Floods, heatwaves, droughts and other more extreme weather conditions created by climate change will have an impact on infrastructure, including the high-altitude railway linking Tibet with the rest of China, according to China's top meteorologist. Photo: AP

China's east coast 'should lead way' with carbon caps

More extreme weather conditions affecting stability of schemes such as Three Gorges Dam, according to the head of the nation's meteorological deparment

China's top meteorologist has said well-off provinces in the east should set mandatory targets for carbon emissions as soon as possible, while western regions should avoid high emissions in pursuing growth.

The comments by Zheng Guoguang in the Study Times, a publication of the Central Party School, shed light on official thinking about how China will meet its pledge to ensure emissions peak in 2030, as part of a climate pact with the United States signed in November last year.

It is also the first time China has said it might set binding targets for some parts of the country.

"Eastern regions should take the lead in setting caps for their [carbon] emissions, which should also become mandatory goals and a part of evaluation indicators for reviewing local officials," Zheng said, without giving a more detailed timeline. And western provinces should keep their carbon emissions relatively low while undergoing economic development, so that they won't be faced with pressure to bring them down at a later stage.

Dealing with climate change was necessary for China to put its economy on a more sustainable growth path, something the country's leadership had been aiming for, said Zheng.

He added that the external pressure could also encourage the transition.

United Nations negotiations are under way to forge a new global deal on tackling climate change, due to be agreed in Paris in December.

Zheng also warned that China needed to adopt a low-carbon path for its ambitious urbanisation plan to move about 100 million people from rural areas to cities by 2020.

Per-capita carbon emissions in cities are about three times levels in the countryside.

Zheng's comments come as the central government is drawing up a new five-year plan for development covering the period between 2016 and 2020.

Wang Yi, a member of the China Academy of Sciences and adviser to China's climate negotiation team, said in March the country should set a mandatory carbon emission cap for 2020, and assign the breakdowns to regions based on their development status.

Wang submitted a proposal to the national legislature that capped emissions at around 10 billion tonnes for 2020.

China has not published official carbon emissions data but researchers at Tsinghua University estimated the total reached 7.25 billion tonnes in 2010.

Neither has Beijing detailed how big emissions will be when they reach their peak. It has previously set targets to reduce carbon intensity - emissions per unit of economic growth - by 45 per cent by 2020 from 2005 levels.
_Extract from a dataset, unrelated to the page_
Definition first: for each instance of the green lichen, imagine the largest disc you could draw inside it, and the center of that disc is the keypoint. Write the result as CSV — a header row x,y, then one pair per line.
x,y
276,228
Zheng also warned that global climate change was posing safety and stability risks to the mainland's mega projects, including Three Gorges Dam, the South-North Water Diversion Project and changes to the national power grid, especially as the rate of warming China was experiencing was higher than the global average.

"Against the backdrop of global warming, the risks faced by our large engineering projects have increased," Zheng said.

Weather changes would affect their operation, technological standards, engineering and economic impact.

Wind patterns had shifted, worsening the smog problem in the central and eastern region, he said.